Just over a year after arriving at Everton in search of a fresh start, James Rodriguez is on the move again.
A host of clubs were said to be considering the Colombia playmaker over the summer when it became clear his future lay away from Goodison Park.
Former club Porto, where he first made his name in Europe as one of football's most sparkling teenage talents, were mentioned, as well as Italian giants AC Milan and even a move back to Real Madrid under Carlo Ancelotti.
None of those transfers materialised, however, and James is now preparing for gilded exile in Qatar.
And while his switch to Al Rayyan will provide ample financial riches, it is a huge step back for a man whose unique abilities should have been enough to place him firmly and irreversibly within the game's elite.
James certainly looked the part following his reunion with former Madrid boss Ancelotti at the start of 2019-20. Eager to prove a point following his travails at the Bernabeu, he formed a dynamic attacking relationship with Richarlison and Dominic Calvert-Lewin, and repaid Ancelotti's faith with a string of fine performances to kick-off the season, raising hopes that the Premier League would bring out his mercurial best.
Instead, a familiar story played out: Injury and fitness problems; long, damaging, ineffective periods when he did make it onto the field; and making the headlines for his off-pitch behaviour.
And when Ancelotti's more indulgent, laissez-faire management style was packed up and shipped back to the Spanish capital along with Carlo himself, it did not take a football visionary to see that James and his replacement, strict disciplinarian Rafa Benitez, would not be seeing eye to eye.
“He wouldn’t be a Rafa player,” former Toffees manager Sam Allardyce told Sky Sports News after James failed to engineer a way out of Everton over the summer.
“They (Benitez's players) know how to do the job, they all know how to play the system and know they have to do this and that. They spend loads of time on the training ground.
“Rodriguez is an instinctive player, wants freedom, he doesn't want the handcuffs. He's just not a Rafa player, that’s where the conflict lies.”
If any doubt remained over James' plans to stay on Merseyside, they surely went up in the vape smoke he puffed out into the Ibiza air while partying on a yacht at the start of September, while his team-mates were celebrating a strong start to the Premier League season in his absence.
Even before that, he seemed blissfully unaware of matters back in England. “I don’t even know who Everton are playing, can you please tell me?” he asked a Twitch interviewer in the build-up to August's 2-2 draw with Leeds United.
The playmaker had behaved in an almost identical fashion after being cut from Colombia's Copa America plans, leading to an almost irrecuperable rift with the Cafeteros just a few short weeks before seemingly burning his Everton bridges too.
Whether it is down to bad attitude, bad luck or a combination of both, James has failed to sustain his obvious abilities and reach the heights he is capable of on a consistent basis.
To see him cash in his chips at the age of just 30 and move to Qatar is hard to take for anyone who has seen him at his best, even if the switch makes financial sense for Everton and at least gives 2014 World Cup Golden Boot winner the opportunity to play competitive football in 2021-22.

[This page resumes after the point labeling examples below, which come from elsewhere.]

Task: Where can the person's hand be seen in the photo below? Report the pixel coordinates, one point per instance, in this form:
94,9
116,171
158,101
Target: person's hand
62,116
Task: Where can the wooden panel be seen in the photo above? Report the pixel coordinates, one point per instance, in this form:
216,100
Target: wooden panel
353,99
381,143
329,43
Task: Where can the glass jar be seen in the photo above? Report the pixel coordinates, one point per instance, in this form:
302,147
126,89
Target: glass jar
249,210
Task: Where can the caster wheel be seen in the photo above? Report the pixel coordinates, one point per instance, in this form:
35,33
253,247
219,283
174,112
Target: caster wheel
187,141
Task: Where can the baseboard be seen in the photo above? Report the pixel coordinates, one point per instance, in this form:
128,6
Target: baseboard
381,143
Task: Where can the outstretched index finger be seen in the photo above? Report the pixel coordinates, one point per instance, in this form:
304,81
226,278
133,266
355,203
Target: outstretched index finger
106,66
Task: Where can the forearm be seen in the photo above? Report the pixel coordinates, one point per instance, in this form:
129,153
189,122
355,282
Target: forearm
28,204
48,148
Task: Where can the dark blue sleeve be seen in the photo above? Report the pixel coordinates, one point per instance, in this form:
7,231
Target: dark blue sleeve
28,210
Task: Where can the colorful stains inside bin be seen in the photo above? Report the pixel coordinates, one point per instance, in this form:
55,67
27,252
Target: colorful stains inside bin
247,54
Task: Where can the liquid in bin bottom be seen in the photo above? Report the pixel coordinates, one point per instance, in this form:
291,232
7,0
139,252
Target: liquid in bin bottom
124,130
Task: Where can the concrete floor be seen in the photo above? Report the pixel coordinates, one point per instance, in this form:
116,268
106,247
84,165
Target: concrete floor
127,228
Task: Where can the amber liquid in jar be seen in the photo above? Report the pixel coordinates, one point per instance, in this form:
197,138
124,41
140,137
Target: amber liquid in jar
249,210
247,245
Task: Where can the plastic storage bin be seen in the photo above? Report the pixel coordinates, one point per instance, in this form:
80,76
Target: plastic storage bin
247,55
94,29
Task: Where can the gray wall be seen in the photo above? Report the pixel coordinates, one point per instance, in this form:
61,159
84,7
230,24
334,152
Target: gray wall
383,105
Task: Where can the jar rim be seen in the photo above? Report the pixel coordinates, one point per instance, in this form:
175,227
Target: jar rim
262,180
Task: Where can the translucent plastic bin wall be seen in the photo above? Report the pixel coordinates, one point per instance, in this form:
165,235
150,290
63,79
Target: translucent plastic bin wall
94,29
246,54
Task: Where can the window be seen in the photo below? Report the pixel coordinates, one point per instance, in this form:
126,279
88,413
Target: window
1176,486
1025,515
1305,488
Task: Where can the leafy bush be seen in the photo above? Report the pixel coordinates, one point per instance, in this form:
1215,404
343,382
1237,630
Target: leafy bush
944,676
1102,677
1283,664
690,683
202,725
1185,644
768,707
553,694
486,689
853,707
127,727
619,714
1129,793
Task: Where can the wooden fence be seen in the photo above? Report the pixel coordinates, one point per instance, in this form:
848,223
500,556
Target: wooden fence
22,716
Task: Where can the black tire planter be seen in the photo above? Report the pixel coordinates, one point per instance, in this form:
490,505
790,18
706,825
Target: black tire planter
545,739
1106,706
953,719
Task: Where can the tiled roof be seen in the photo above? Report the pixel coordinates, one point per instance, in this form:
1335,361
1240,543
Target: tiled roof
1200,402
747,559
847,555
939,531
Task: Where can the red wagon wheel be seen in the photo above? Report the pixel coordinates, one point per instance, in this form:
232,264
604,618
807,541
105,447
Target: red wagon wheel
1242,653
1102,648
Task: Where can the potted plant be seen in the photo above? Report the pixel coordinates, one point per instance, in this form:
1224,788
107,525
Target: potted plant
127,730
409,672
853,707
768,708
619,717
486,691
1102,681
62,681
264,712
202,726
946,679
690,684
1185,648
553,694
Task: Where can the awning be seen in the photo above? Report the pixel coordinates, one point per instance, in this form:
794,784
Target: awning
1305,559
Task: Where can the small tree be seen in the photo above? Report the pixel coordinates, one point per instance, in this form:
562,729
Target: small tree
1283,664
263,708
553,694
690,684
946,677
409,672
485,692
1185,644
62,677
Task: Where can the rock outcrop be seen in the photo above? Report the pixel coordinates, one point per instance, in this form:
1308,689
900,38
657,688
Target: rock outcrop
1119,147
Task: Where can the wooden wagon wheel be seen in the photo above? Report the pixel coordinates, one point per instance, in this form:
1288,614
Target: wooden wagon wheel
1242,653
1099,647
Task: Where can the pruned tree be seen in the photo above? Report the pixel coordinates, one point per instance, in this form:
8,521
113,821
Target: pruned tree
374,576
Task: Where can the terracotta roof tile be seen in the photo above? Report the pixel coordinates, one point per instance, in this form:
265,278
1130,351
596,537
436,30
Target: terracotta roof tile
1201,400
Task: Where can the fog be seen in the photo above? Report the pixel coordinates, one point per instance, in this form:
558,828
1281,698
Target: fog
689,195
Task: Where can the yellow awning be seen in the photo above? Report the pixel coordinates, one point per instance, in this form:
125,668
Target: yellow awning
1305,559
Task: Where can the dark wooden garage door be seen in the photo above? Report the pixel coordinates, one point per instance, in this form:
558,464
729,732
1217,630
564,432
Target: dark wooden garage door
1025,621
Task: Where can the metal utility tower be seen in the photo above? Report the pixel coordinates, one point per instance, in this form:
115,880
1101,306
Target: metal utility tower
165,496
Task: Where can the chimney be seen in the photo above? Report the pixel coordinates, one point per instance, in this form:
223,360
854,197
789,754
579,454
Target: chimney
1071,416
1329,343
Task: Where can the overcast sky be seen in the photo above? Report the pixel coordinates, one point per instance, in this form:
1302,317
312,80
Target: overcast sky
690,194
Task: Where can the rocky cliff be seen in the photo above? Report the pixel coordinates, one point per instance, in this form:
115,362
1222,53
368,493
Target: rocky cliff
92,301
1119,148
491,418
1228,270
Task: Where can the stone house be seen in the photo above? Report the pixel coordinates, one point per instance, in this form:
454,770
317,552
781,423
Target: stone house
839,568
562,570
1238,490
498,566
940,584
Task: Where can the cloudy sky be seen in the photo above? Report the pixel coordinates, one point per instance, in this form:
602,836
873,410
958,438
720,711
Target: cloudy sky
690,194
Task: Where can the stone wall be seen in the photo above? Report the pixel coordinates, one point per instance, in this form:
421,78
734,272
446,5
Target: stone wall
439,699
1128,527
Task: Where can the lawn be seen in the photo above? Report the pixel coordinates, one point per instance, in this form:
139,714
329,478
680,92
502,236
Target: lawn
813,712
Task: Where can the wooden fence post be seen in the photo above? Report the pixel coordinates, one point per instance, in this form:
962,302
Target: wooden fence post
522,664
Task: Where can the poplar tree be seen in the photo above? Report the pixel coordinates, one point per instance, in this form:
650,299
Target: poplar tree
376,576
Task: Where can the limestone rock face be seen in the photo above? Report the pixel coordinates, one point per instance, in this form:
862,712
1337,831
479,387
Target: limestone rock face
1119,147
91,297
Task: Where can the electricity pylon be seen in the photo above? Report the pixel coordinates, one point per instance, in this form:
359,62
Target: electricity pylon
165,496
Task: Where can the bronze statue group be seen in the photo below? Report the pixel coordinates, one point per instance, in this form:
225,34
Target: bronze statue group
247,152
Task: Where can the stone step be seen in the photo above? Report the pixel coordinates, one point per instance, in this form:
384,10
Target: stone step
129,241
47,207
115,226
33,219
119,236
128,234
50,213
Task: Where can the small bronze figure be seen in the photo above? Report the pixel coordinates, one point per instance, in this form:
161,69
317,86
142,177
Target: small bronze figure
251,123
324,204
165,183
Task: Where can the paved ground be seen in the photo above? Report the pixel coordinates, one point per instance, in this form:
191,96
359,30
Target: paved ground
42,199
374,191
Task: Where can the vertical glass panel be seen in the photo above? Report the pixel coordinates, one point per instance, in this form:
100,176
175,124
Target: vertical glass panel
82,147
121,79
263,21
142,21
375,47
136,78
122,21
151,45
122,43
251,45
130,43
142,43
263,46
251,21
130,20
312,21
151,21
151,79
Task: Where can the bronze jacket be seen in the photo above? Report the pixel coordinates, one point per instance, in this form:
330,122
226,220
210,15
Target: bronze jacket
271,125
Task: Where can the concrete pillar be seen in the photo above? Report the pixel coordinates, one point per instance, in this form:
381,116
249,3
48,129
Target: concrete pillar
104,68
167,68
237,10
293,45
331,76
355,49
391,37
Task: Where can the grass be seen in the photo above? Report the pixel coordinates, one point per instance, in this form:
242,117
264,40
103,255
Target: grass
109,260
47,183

If he does return from this temporary - in theory, at least - exile, he would not be the first player by any means to play at the highest level following a stay in one of football's lucrative backwaters. But the odds do seem to be stacked against him.
James' Everton move was supposed to rejuvenate his stalled career and prove the early predictions of greatness were on the money; now, he looks further away and less interested in ever in fulfilling those ambitious portents.